According to the clock above the principal’s desk, we’re still in seventh period.
I’m sure it’s a mistake. I didn’t betray my kind, lose everything, every hope and chanceWill—in so little time.
The principal hangs up the phone and faces me again. His eyes are a harsh blue beneath bushy gray brows. I’m sure it’s the type of stare that inflicts fear in most adolescents, but it has little effect on me. Not when right now, somewhere nearby, Will is connecting all the puzzle pieces.

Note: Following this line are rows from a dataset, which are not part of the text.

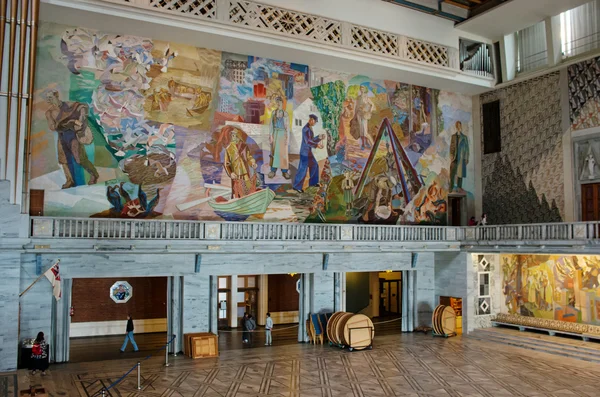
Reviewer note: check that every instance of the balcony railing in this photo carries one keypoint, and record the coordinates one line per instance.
(300, 25)
(45, 227)
(90, 228)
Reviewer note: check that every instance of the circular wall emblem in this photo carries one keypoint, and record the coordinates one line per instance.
(121, 292)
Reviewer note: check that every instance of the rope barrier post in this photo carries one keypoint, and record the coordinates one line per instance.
(167, 357)
(139, 376)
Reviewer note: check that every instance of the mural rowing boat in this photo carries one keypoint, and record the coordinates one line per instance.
(254, 203)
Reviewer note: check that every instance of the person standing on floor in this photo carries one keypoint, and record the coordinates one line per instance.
(39, 355)
(268, 328)
(129, 336)
(250, 326)
(244, 324)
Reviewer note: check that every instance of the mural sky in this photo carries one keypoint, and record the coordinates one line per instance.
(555, 287)
(130, 127)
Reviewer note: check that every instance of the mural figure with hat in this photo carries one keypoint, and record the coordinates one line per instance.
(459, 158)
(278, 138)
(70, 121)
(307, 159)
(238, 162)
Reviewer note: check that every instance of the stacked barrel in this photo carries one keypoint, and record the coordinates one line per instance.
(354, 331)
(444, 321)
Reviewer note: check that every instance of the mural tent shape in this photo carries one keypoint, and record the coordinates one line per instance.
(388, 160)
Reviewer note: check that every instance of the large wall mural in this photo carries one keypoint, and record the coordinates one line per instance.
(564, 288)
(524, 183)
(131, 127)
(584, 94)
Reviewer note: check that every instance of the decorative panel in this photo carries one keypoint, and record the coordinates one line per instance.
(204, 8)
(374, 40)
(423, 51)
(285, 21)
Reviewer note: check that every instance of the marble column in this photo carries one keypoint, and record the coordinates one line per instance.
(175, 299)
(213, 307)
(196, 303)
(61, 322)
(233, 302)
(9, 310)
(323, 292)
(304, 306)
(263, 298)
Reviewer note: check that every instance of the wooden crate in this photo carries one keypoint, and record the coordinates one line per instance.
(204, 346)
(38, 392)
(187, 342)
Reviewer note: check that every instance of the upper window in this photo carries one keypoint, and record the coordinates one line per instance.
(580, 29)
(532, 50)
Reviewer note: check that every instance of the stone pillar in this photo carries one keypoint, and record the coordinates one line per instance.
(175, 300)
(304, 306)
(9, 310)
(323, 292)
(214, 305)
(233, 301)
(61, 322)
(374, 292)
(263, 298)
(424, 288)
(196, 303)
(339, 292)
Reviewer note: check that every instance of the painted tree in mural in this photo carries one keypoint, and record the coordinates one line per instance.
(508, 199)
(329, 99)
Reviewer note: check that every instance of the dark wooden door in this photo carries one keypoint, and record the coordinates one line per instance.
(36, 202)
(590, 202)
(455, 211)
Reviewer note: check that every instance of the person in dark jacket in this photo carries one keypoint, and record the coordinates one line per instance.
(39, 354)
(244, 325)
(129, 336)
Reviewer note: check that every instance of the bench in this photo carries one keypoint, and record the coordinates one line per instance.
(552, 327)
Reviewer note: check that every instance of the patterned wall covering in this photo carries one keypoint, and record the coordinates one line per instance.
(131, 127)
(524, 182)
(584, 94)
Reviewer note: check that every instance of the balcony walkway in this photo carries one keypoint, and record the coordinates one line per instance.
(574, 235)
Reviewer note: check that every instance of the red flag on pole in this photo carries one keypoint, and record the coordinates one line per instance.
(53, 275)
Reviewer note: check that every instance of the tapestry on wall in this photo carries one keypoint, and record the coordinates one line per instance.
(584, 94)
(131, 127)
(564, 288)
(523, 183)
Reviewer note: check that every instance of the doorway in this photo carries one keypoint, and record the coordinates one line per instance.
(590, 202)
(98, 316)
(224, 296)
(456, 210)
(390, 294)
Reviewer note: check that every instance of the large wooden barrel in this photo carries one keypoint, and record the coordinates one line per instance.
(331, 326)
(448, 321)
(339, 328)
(358, 332)
(443, 320)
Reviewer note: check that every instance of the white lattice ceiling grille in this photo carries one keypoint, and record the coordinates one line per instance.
(423, 51)
(284, 21)
(374, 41)
(203, 8)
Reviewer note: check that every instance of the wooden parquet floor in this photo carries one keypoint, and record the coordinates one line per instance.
(398, 365)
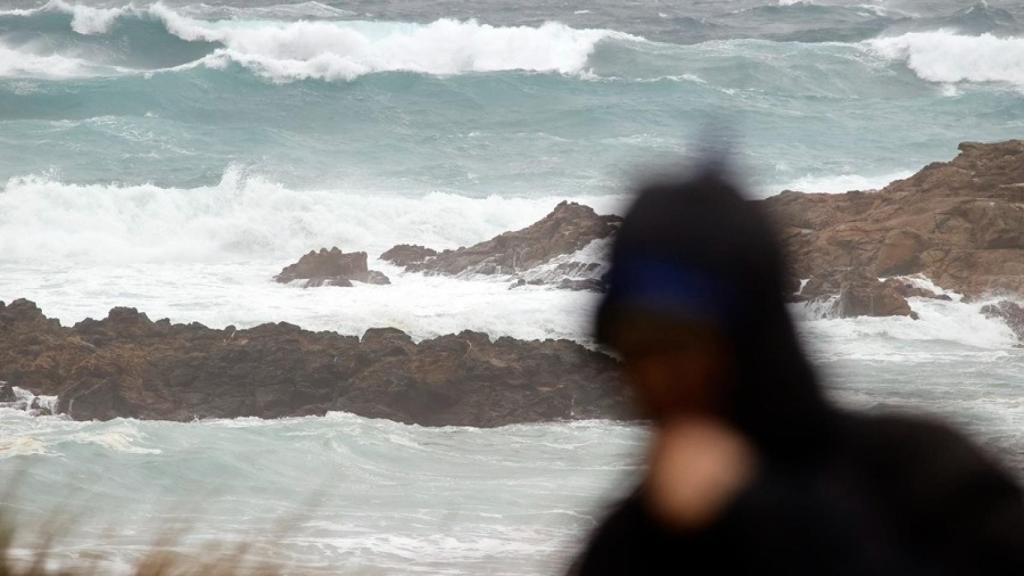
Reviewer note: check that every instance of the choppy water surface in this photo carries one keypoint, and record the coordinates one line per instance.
(174, 156)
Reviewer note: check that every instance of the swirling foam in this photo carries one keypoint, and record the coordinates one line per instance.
(949, 57)
(285, 50)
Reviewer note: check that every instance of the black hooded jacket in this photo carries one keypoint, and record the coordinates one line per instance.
(836, 493)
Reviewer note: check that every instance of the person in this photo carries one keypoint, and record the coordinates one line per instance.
(751, 469)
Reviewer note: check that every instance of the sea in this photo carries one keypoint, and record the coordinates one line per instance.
(174, 156)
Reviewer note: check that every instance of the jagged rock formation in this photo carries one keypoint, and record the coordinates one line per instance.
(551, 241)
(408, 254)
(961, 223)
(1011, 313)
(331, 268)
(127, 365)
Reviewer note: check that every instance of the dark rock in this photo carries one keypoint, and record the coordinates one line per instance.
(129, 366)
(331, 268)
(567, 229)
(406, 254)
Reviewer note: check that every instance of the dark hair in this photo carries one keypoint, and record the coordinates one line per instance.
(696, 247)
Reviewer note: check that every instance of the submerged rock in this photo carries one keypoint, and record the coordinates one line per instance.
(862, 294)
(961, 223)
(523, 253)
(1011, 313)
(408, 254)
(331, 268)
(7, 394)
(127, 365)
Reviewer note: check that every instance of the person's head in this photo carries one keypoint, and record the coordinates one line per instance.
(695, 309)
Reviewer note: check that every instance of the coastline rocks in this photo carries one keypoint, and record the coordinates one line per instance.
(862, 294)
(408, 254)
(6, 394)
(127, 365)
(541, 253)
(331, 268)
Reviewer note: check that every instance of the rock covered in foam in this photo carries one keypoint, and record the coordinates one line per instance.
(127, 365)
(960, 223)
(7, 393)
(530, 254)
(331, 268)
(1009, 312)
(408, 254)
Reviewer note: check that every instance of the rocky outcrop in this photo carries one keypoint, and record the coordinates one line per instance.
(1011, 313)
(127, 365)
(408, 254)
(862, 294)
(541, 253)
(961, 223)
(331, 268)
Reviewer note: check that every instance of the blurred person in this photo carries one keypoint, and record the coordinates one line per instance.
(751, 469)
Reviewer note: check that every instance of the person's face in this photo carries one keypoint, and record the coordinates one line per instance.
(675, 371)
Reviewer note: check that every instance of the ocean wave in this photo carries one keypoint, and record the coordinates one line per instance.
(326, 49)
(950, 57)
(243, 215)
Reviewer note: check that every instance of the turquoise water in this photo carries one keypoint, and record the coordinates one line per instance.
(174, 156)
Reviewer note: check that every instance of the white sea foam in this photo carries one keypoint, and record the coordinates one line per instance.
(948, 57)
(839, 183)
(28, 65)
(243, 216)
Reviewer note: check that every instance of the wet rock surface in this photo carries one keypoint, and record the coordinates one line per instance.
(129, 366)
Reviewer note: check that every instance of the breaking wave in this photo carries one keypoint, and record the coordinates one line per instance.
(950, 57)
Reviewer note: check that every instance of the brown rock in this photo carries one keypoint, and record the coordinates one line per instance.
(127, 365)
(566, 230)
(961, 223)
(7, 394)
(1011, 313)
(331, 268)
(407, 254)
(862, 294)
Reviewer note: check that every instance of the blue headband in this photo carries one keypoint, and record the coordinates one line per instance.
(658, 286)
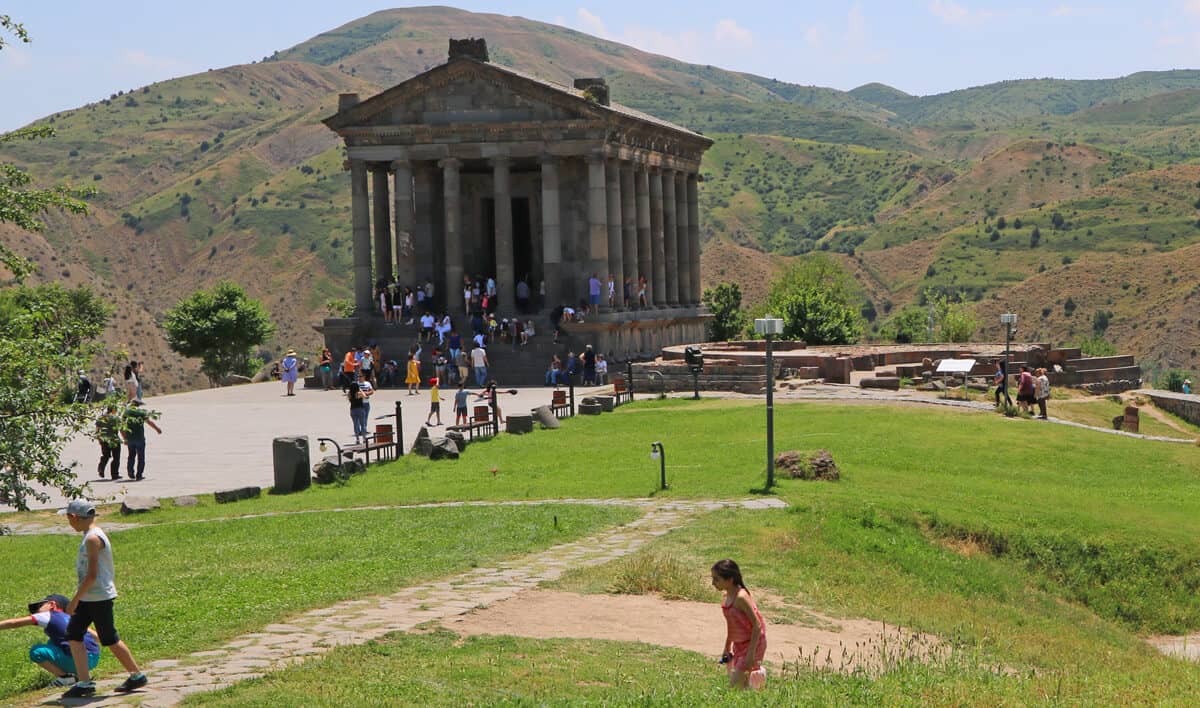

I sit numbly, turning to stare out his office window at the red-brown earth edging the quad, cracked and wrinkly like an old man’s skin beneath the baking sun.
I managed to fully demanifest before the staff arrived to investigate the commotion.
Despite Catherine’s assertion that we didn’t start it, that Brooklyn and her friends attacked us, I’ve been suspended.
Several of the girls showed their burns as evidence against me. Even though they couldn’t find a lighter on me, the theory was that I flushed it down the toilet.
“Your mother’s on her way.”
I nod, knowing she would be home by now. She promised to pick us up this afternoon.
I’m wearing a red Chaparral T-shirt that smells like the cardboard box from which it emerged. My ripped shirt sits at the bottom of a wastebasket. Everyone assumes it got that way during the fight. Another assumption I’m willing to play along with.
“We have a strict no-tolerance policy at this school, Ms. Jones. No violence, no bullying.”
I nod, barely processing his words. In my mind, I see only Will’s face. Hear the fast beat of his footsteps as he bolted away. Think how he must hate me.
Gradually, it sinks in, the dread settling deeper and deeper with every passing moment.
Something else has happened. Even worse than Will hating me—as terrible as that is.
I’ve done it. Exposed all draki. Revealed our greatest secret. The one thing that has protected us for centuries. The one thing the hunters and enkros don’t know. Can never know.